“King For a Day, Fool For a Lifetime” is often maligned as the failed Faith No More album– with Trey Spruance from Mr. Bungle replacing departed guitarist Jim Martin and joining his Bungle bandmate Mike Patton, the results are in many ways as expected. With the benefit of history, its clear this is the most Patton-driven Faith No More album. Given that I approach Faith No More as a Mike Patton fan, and its his work that interests me, its no suprise that this is my favorite Faith No More record.
While the influence of Spruance and Patton on this recording is obvious, this is not like its contemporary Mr. Bungle albums (although in some ways, it is similar to “California”). The record is an excercise in spreading the wings, musically, of the band, and succeeds best when they move into different genres– the jazz-inflected grooves of “Evidence” (a feature for Spruance’s guitar playing) and “Caralho Voador” (a vocal feature for Patton), the horn-driven “lounge metal” sound of “Star A.D.” and the countryesque ballad “Take This Bottle” (with one of Patton’s best “straight” vocals) are all superb, not to mention the Bunglish “Cuckoo for Caca” and “Ugly in the Morning”– neither of these would be altogether out of place on a Mr. Bungle album.

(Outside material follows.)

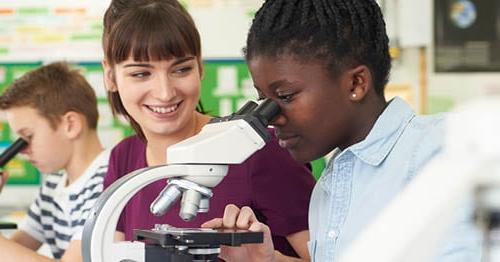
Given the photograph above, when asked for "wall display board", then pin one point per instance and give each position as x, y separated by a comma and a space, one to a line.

The material that feels more like the other Faith No More pieces works well too– benefiting largely from superior arrangement and variety of sonic approaches (“Get Out”, “King For a Day”, “The Gentle Art of Making Enemies”, “Digging the Grave”).
Long story short, if you approach Faith No More as a Mike Patton fan or a Mr. Bungle fan rather than an alternative/metal fan, this is the album to start with, it is bar none their best.